Supervisory control systems – HMI and SCADA
When we talk about control systems, usually we focus on the field devices (inputs), PLCs or DCSs (controllers), and final control elements (outputs). That makes sense, since you need all three elements for a closed-loop control system. However, without supervisory control systems, you’ll have trouble monitoring and controlling your process.
The supervisory control system translates all the numbers and data generated in the field into a visual interface. It helps the operator see what goes on in the field without having to understand all kinds of coding and data.
Some supervisory control systems only show you what’s happening at your process, but some allow you to control variables straight from the display of your human-machine interface (HMI). Before we start talking about different systems, let’s understand what they are and how they work.
What is a supervisory control system?
Supervisory control systems can be simple, with only a few functions, or complex, with all the tools you need to manage everything in your plant. Regardless of the system’s complexity, it will have one main objective: to provide a graphic user interface (GUI) for at least part of your process.
Your control system handles loads of data each second. However, the jumble of numbers, letters, and colors can make it hard to tell what’s going on. A GUI gives faces, or graphics, to each of your variables. However, this interface only helps if it shows you your plant data. Therefore, you must have your control system connected to your controller. Let’s see how it works with an example.
The automated teller machine
Yes, an ATM makes a great example of a simple supervisory system with an HMI. When you use an ATM, you interact with your accounts using the screen and operation buttons, which act as the supervisory control system. Inside the ATM, you have another control system.
First, the controller waits for the input, the operation you choose. After you tell it what you want, it will then run its control logic. Let’s say you choose to withdraw money. The machine “asks” you for the amount of money you want. Without an HMI, you’d need to send a binary code to tell the controller how much you want. Thanks to the GUI, you just type in the amount.
After that, it may ask you for another input, like type of receipt. After collecting the three inputs, the machine does its magic. It will send output signals telling the actuator to count the money, open the safe door, and push out the notes you need, as well as sending the kind of receipt you chose.

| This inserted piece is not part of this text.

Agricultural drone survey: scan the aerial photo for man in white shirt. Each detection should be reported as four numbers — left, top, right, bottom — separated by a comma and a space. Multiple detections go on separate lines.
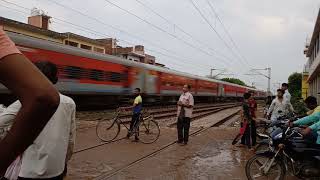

So you’re operating a control system through a supervisory control system every time you get cash from an ATM.
Types of supervisory systems
I mentioned a simple supervisory system, the HMI, when I gave the ATM example. We also have a more complex system we call the supervisory control and data acquisition (SCADA) system. Let’s have a better look at each of these systems.
Human-machine interface is a set of hardware and software that provides a user with a visual depiction of a process. Usually connected to your controller, the HMI gets all the data from your field devices and displays it in a GUI.
Because you have the HMI connected to your controller, you can make changes in your process straight from the HMI, like shutting off a pump or raising a setpoint. This lets the operator interact with the process without needing to understand all the coding behind it.
The HMI will also show alarms set on your PLC logic. And because your HMI is connected to your controller, you can pull the control logic and troubleshoot it through the HMI’s display without needing a PC.
SCADA stands for “supervisory control and data acquisition.” It differs from the HMI mainly with the last bit, data acquisition. Every SCADA will have an integrated HMI. However, a SCADA system can do far more than a simple HMI.
In a SCADA system, you can create a GUI for the interaction between operator and machine. But more than that, a SCADA system can connect to several controllers. You can have a central control room and supervise areas remotely.
The SCADA system can also connect to a Structured Query Language (SQL) or other similar database. Because of that, the SCADA system can not only store data but also feed historians, to allow better trend monitoring and other analytical uses.
Another advantage of SCADA systems is that you can connect more than controllers to the system, like surveillance cameras, for example. This feature gives you better control of your entire plant.
Supervisory control systems connect operator and machine by providing a graphic user interface (GUI) in a human-machine interface (HMI).
For more complex systems you can have a supervisory control and data acquisition (SCADA) system to visually aid the operator and collect data over time. With this data, you can create histories for trend monitoring, alarm history, or other analyses.